Dane se tumba sobre la cama y levanta la vista hacia Lulú.

—Significa que te quería mucho. Esa exposición fue el trabajo de toda una vida. La vida entera de un artista y su relación con la familia con la que se había enemistado.

—No estábamos enemistados —dice ella—. Nos alejamos, eso sí. Pero nunca llegamos a enemistarnos. Fue él el que decidió irse a vivir a otro país. Nadie le dijo que no volviera.

Se mueve lentamente por el apartamento, rozando ligeramente los lienzos vacíos.

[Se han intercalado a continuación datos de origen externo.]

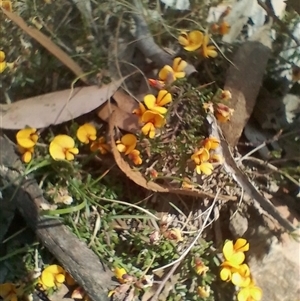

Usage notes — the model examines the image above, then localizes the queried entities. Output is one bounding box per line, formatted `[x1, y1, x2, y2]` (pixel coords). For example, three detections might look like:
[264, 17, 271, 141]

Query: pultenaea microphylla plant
[178, 30, 203, 51]
[220, 238, 262, 301]
[49, 135, 79, 161]
[16, 128, 39, 163]
[0, 282, 24, 301]
[76, 123, 97, 144]
[39, 264, 66, 290]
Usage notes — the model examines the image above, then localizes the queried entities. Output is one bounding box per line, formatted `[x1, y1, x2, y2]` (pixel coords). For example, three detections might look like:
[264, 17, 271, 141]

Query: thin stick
[150, 189, 220, 301]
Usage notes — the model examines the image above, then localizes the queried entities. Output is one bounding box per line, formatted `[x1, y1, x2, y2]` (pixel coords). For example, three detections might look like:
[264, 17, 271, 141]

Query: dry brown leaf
[113, 89, 138, 114]
[0, 79, 123, 129]
[221, 41, 271, 148]
[109, 111, 236, 201]
[98, 102, 140, 133]
[2, 8, 87, 83]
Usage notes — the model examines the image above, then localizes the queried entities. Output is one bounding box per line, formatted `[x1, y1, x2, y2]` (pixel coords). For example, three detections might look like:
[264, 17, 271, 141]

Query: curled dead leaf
[0, 79, 123, 129]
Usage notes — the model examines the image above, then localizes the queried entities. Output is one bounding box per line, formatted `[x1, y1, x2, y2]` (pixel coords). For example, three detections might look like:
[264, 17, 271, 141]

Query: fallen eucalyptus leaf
[0, 79, 123, 130]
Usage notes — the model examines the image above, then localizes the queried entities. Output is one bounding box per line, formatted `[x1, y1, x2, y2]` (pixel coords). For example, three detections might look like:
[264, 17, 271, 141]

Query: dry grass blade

Levanta algunos para volver a echarles un vistazo a los de debajo, igualmente en blanco, como si temiese haber pasado algo por alto.

Pierre vuelve con la condesa. Tiene el móvil pegado a la oreja y no mira a Lulú.

—Parece ser que no hay otras obras aquí —dice, dirigiéndose a todos nosotros por encima del teléfono. No nos mira a ninguno a los ojos.

—Lo importante es el proceso, y no el producto —dice la condesa, asintiendo firmemente con su bonita cabeza. Mira a LaReine—. Destruía cada pieza en cuanto la acababa. Los resultados nunca deben ser más importantes que el viaje que te llevó hasta ellos. Ahí es donde reside Dios, en el viaje, no en los resultados.

Da la impresión de que repite algo que Jeffrey debió haber dicho muchas veces. Simon suspira, y expulsa el aliento entre los dientes.

—Biee-ee-ee-een.

De repente, Pierre parece estar muy ocupado. No deja de observar su BlackBerry, y aduce una emergencia en su galería de Londres.

—Tengo que volar para allá enseguida —nos dice a todos en general, y a nadie en particular. Tras un apresurado saludo, desaparece. Ni una mirada tierna para Lulú, ni un largo beso. Ni siquiera un adiós. Supongo que esto significa que no piensa llevarnos a casa en su G-5.

Parece que Lulú casi se esperaba un comportamiento así por parte de Pierre, o al menos eso es lo que leo en la expresión distraída que cruza su cara. Da la impresión de que puede concentrarse sólo en lo que ocurre en el estudio. Eso no me sorprende tanto como debería; Lulú Finelli está jugando a un juego completamente distinto de todos los que conozco. Sencillamente, parece saber comprender a estos hombres y sus necesidades.

Ahora se acerca a las cajas de madera en las que se encuentran los tubos de los óleos, pulcramente ordenados. Saca uno y examina el color, un azul cerúleo.